If you went solely by the movies, one might think that college professors are the unhappiest people in the world. From The Wonder Boys and The Squid and the Whale to The Savages and The Visitor, filmdom has effectively painted academia as a toxic hell of narcissistic, self-loathing misanthropes. And those are the lovable ones.
The march of the college curmudgeon continues in Smart People, a dramedy in which Dennis Quaid sports a beard and a fat suit to play a cold intellectual desperately in need of an emotional thawing. It traipses ever so closely to the realm of indie preciousness, but the picture is ultimately bolstered by a first-rate cast who (mostly) rescue their respective characters from cliché.
The cranky professor du jour of Smart People is Lawrence Wetherhold, a gloomy widower who teaches literature at Pittsburgh's Carnegie Mellon University. With perpetually knotted brow and scowl, Lawrence has shaped his depression into a general disdain for humanity, so contemptuous of his students that he even rigs his office clock just so he can avoid actually talking to them during office hours.

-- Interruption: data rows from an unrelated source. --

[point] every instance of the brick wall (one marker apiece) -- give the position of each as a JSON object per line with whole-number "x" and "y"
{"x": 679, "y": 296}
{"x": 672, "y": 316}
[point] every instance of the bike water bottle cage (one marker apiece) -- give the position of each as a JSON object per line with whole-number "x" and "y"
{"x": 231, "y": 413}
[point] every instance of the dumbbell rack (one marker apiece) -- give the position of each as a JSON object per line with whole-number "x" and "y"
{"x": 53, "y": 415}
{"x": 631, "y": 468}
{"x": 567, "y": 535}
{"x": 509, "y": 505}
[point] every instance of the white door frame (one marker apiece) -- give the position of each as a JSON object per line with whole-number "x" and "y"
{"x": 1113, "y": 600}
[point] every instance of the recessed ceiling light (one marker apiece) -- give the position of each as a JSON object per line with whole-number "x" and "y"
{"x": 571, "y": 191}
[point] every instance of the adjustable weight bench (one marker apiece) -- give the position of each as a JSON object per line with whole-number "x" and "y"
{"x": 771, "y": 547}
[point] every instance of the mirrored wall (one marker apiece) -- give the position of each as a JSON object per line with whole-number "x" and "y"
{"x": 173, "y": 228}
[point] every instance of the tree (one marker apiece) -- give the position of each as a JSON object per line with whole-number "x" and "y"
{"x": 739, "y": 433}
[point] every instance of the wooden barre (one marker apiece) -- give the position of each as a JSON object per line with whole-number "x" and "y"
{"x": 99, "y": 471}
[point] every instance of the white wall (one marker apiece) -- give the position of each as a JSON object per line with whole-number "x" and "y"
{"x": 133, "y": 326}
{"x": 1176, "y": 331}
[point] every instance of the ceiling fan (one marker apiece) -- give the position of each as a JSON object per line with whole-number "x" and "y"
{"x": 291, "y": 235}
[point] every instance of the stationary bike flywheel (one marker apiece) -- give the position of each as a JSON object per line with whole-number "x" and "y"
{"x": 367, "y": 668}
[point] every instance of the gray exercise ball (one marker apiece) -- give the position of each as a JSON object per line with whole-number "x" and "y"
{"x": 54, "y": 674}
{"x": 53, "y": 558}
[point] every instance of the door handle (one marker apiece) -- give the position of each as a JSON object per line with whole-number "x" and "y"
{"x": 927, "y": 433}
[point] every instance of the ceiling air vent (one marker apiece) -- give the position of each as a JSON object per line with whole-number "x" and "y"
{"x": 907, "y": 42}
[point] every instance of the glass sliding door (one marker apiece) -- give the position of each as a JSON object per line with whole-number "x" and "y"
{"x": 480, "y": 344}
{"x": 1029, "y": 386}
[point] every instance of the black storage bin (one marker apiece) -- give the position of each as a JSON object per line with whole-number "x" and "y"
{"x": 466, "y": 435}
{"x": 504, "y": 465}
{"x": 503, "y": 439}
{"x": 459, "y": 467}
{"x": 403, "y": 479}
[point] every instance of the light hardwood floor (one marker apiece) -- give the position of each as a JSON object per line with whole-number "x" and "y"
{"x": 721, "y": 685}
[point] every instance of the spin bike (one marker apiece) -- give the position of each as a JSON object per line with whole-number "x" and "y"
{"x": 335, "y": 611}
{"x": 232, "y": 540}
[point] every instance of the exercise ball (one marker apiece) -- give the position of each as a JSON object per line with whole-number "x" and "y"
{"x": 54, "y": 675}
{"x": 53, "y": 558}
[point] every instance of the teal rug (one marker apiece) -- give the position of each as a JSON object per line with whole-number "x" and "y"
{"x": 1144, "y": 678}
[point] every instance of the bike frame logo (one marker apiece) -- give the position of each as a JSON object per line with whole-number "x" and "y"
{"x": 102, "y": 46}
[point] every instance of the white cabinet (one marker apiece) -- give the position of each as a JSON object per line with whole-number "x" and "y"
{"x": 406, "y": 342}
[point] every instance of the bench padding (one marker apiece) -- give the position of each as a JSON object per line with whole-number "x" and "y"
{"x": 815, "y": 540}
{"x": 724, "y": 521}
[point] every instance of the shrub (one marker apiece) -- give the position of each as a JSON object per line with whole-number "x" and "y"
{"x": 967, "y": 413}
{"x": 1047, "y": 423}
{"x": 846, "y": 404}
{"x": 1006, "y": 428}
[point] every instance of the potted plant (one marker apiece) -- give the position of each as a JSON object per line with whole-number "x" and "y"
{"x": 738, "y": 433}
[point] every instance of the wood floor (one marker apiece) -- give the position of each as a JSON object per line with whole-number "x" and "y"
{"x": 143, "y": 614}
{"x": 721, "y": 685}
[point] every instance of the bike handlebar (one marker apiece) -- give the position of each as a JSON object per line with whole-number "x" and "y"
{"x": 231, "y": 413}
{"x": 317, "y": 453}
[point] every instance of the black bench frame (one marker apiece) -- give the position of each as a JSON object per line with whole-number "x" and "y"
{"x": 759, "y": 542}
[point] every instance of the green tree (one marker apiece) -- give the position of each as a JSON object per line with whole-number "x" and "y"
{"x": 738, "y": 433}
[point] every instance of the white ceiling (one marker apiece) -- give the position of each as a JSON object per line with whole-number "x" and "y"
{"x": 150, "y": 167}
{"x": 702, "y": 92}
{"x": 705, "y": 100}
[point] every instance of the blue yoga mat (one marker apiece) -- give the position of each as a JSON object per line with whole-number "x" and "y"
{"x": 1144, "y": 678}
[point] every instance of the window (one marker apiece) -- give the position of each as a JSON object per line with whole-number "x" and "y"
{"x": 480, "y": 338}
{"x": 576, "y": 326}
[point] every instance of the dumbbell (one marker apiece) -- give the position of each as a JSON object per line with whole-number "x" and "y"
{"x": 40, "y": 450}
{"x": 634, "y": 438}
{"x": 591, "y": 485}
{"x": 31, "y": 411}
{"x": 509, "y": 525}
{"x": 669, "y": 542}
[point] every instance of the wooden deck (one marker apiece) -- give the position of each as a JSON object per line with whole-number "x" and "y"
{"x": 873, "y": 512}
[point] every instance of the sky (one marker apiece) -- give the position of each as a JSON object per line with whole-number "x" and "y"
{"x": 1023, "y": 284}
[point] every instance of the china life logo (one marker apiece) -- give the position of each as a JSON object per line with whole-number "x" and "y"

Karma literally smacks down Lawrence when he tries scaling a fence to retrieve his car, which has been impounded by campus police for a traffic violation. He winds up in the hospital with a head injury that prevents him from driving for six months.
The restriction leaves Lawrence with no recourse but to rely on his ne'er-do-well brother (adopted brother, Lawrence stresses), Chuck, who agrees to do the chauffeuring in exchange for a place to crash. The arrangement allows Chuck, one of those irresistible stock characters whose irresponsibility is mistaken as free-spirited, a chance to loosen up Lawrence's supremely uptight 17-year-old daughter, Vanessa (Ellen Page, in a pre-Juno movie shoot).
While staunch Republican Vanessa is smoking pot with Uncle Chuck, Lawrence gets his own tutelage in life from emergency room Dr. Janet Hartigan (Sarah Jessica Parker). The doctor, it turns out, is an ex-student of Lawrence's who once harbored a schoolgirl crush on the professor. He doesn't remember her, of course -- Lawrence makes it a point not to know any of his students -- but he welcomes the opportunity to finally date again.
One of the more impressive aspects of Smart People is the refusal by director Noam Muro and novelist-turned-screenwriter Mark Jude Poirier to spoon-feed viewers. Audiences don't need to be led by the hand to deduce that Lawrence's social isolation stems from his wife's death. Similarly, the filmmakers eschew wheezy exposition and allow us to recognize gradually how the woman's passing has spurred Vanessa's protectiveness of her father. Smart People presumes that its viewers are smart, too.
The performances certainly belong at the head of the class. The typically underrated Quaid is convincingly melancholy (and abrasive) as Lawrence Wetherhold. Church has wryly comic moments at Chuck, while Page demonstrates her versatility as a young woman headed for the same misery as her father. Parker does her best with an underwritten role, while Ashton Holmes registers in his few scenes as Lawrence's neglected son.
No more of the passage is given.